Not sure when or why the good times will stop at White Hart Lane, but aside from a Dec. 22 date with Chelsea, Spurs' upcoming schedule is very manageable.
And, it also bears noting, in a total shocker ... Tottenham is a much better team after fighting off Chelsea and retaining Luka Modric, even if he locks himself in his bathroom listening to Chopin piano concertos every other week on Tuesday and Wednesday when the Champions League is in action.
Around the League:
Admittedly, during his time on the Champions League call in the Bristol Broom Closet, I never had much affinity toward Derek Rae. That was probably more because of working with Tommy Smyth. So I'll give the Scot credit, he filled Ian Darke's shoes ably Saturday morning during Newcastle's 2-1 win over Everton. ... Nice win for the Magpies, who remain unbeaten. Great strike by defender Ryan Taylor for the winner. Yohan Cabaye did leave the game with injury, which bears watching when the club returns from the international break with a massive stretch of games. ... Not going to heap any misery on poor Farmer Jones via Everton's precariously place above the drop zone. He's had a rough enough weekend with his other sports teams. ... Rarely do I do a cartoonish eye-bulge, but Bolton 5, Stoke City 0 was one of those moments. ... Maybe this is it for Wigan. A loss to Wolves Sunday pushed Roberto Martinez's team to the bottom. The cubboard seems bare, but haven't we all said that before? ... Not inclined to write much about Chelsea's 1-0 win over Blackburn. Suffering from a bit of Chelsea fatigue at the moment. There's minimal joy around the Blues these days. ... Sunderland losses strike Connor Wickham for a few months with a knee injury. Shame, I had a ton of "he looks like Josh Hamilton" jokes lined up. (And no, that's not insinuating the young Englishman has ever smoked crystal meth out of a lightbulb.)
Fantasy Team O' the Week:
Well, a hearty tip of the cap to my actual-life friend Jared Keene (a great FIFA player) for a 90-point week, thanks to van Persie, David Silva, Gabby Agbonlahor, Ryan Taylor, Nani and Vorm. Well-played.
One Other Thing:
If you read/follow my Twitter feed, or this little blog-o-roonie you know my Sunday mornings are spent playing -- more realistically rolling around in the dirt -- playing softball with my friends. Anyways, the season ended with a loss in the quarterfinals Sunday, so I'll be with you for the Sunday kickoffs from here on out.(Settle down, I can hear your cheering from here. Sheesh.)
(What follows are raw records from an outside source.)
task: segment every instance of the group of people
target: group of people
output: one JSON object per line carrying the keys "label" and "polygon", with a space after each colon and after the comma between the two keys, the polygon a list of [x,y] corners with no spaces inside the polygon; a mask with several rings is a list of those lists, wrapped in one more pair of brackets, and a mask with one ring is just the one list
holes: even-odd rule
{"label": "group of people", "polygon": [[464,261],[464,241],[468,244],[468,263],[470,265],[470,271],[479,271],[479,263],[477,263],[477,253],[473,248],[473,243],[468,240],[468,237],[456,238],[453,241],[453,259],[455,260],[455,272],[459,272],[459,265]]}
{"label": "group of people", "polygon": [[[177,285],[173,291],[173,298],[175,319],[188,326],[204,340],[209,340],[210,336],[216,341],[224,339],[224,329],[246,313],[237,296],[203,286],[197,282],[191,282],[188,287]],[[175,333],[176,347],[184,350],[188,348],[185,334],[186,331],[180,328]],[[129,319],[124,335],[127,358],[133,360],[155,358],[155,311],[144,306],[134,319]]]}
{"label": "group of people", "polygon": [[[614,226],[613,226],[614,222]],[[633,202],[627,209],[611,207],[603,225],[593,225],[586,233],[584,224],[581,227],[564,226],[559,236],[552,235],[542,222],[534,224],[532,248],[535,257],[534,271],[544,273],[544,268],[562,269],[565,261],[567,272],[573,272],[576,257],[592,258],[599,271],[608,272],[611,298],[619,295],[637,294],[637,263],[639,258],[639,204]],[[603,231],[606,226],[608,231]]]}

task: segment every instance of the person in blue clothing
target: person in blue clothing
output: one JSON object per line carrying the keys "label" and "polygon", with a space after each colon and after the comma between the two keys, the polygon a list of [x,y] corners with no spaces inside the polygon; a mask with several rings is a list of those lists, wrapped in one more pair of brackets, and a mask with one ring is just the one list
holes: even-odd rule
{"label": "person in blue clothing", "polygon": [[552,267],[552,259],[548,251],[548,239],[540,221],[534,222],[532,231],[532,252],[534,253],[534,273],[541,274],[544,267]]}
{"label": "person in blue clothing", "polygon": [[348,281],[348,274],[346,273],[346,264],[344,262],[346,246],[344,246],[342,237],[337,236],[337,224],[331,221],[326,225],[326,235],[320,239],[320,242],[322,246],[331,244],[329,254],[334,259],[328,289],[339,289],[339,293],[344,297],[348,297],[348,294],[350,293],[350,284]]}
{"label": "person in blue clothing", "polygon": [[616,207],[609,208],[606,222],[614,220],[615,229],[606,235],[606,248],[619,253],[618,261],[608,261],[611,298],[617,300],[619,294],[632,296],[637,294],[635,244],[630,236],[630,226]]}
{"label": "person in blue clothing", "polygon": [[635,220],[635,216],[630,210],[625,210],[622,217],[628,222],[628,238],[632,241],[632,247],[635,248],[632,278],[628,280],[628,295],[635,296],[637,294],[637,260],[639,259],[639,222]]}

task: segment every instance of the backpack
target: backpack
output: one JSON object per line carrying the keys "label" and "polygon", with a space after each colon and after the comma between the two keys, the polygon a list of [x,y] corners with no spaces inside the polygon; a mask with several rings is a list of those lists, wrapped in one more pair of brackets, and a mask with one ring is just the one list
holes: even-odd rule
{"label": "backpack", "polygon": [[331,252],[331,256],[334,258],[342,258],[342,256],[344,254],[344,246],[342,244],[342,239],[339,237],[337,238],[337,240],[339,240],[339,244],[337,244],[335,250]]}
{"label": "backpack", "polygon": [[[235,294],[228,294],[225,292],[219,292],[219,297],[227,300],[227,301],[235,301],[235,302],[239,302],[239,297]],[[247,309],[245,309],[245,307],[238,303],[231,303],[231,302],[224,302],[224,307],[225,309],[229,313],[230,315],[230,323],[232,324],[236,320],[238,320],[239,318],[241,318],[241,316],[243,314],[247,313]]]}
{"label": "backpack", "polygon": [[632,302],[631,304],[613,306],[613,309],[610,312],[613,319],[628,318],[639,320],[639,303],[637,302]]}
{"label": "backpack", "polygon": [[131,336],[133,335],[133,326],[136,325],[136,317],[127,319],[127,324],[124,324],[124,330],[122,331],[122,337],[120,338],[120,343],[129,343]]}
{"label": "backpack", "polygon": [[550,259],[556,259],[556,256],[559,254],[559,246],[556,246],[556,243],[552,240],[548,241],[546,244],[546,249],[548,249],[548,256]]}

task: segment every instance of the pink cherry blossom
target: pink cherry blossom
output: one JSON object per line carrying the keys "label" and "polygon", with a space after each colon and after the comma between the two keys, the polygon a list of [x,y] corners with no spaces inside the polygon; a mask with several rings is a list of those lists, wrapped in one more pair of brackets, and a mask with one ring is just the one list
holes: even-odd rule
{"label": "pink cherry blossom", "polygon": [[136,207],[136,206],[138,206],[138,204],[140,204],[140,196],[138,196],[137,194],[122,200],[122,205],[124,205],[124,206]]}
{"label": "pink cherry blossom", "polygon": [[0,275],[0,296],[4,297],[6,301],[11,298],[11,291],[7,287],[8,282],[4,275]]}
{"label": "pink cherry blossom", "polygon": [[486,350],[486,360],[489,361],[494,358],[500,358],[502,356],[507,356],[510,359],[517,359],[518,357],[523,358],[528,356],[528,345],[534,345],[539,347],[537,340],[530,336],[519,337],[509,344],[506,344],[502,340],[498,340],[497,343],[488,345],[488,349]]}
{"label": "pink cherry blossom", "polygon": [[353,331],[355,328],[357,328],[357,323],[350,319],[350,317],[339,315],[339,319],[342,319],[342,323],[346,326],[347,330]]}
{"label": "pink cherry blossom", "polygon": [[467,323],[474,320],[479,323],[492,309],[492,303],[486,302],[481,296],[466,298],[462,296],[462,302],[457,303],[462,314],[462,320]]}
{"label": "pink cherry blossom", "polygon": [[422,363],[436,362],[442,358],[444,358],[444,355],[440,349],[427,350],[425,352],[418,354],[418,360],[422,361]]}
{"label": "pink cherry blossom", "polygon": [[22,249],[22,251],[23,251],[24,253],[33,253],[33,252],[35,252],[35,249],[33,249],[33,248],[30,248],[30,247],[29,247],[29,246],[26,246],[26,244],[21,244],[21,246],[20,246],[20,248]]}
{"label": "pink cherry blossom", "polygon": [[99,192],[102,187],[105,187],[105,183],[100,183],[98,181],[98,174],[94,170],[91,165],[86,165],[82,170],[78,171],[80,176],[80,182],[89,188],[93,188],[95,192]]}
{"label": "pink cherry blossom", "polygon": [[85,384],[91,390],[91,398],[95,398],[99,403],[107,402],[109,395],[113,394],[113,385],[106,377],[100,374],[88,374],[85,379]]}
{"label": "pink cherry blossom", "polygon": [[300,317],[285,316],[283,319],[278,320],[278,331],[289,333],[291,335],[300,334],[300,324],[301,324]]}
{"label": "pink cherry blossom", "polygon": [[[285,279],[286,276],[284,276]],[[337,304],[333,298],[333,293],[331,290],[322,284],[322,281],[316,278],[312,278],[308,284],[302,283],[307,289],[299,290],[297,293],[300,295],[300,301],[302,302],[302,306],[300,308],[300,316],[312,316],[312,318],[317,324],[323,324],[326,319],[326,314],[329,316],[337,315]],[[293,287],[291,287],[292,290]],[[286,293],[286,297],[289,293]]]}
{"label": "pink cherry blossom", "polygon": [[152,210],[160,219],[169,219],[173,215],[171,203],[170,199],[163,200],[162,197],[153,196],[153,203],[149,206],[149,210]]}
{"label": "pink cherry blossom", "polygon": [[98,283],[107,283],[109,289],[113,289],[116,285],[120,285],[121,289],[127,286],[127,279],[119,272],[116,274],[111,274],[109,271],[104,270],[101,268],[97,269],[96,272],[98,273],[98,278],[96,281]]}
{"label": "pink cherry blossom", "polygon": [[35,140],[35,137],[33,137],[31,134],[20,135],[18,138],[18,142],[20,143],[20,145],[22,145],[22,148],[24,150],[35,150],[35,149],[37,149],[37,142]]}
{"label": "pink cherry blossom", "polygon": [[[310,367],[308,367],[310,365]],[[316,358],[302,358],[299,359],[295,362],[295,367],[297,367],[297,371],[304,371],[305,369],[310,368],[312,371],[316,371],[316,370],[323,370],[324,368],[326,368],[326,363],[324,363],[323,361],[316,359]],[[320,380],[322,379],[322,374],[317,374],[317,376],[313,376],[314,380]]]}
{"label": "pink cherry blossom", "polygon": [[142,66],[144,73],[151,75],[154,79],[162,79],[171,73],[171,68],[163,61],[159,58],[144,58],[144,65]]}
One semi-funny story. In the third inning of our second game of the morning -- after my team had posted four straight hits mind you -- a couple soccer moms and dads walked across the outfield and started complaining. See the outfield at this venue is used for soccer, occasionally. So they were super pissed we were playing when their little darlings had an epic U-9 match to play and didn't want to get hit by a softball -- a reasonable argument -- yet they, as you'd expect, were massive dicks about it.
I yelled, semi-kidding in their direction from the bench, this is all we (or at least I) have, this is it, your kids have their entire futures ahead of them, all we've got is softball, so don't take it away from us. Please.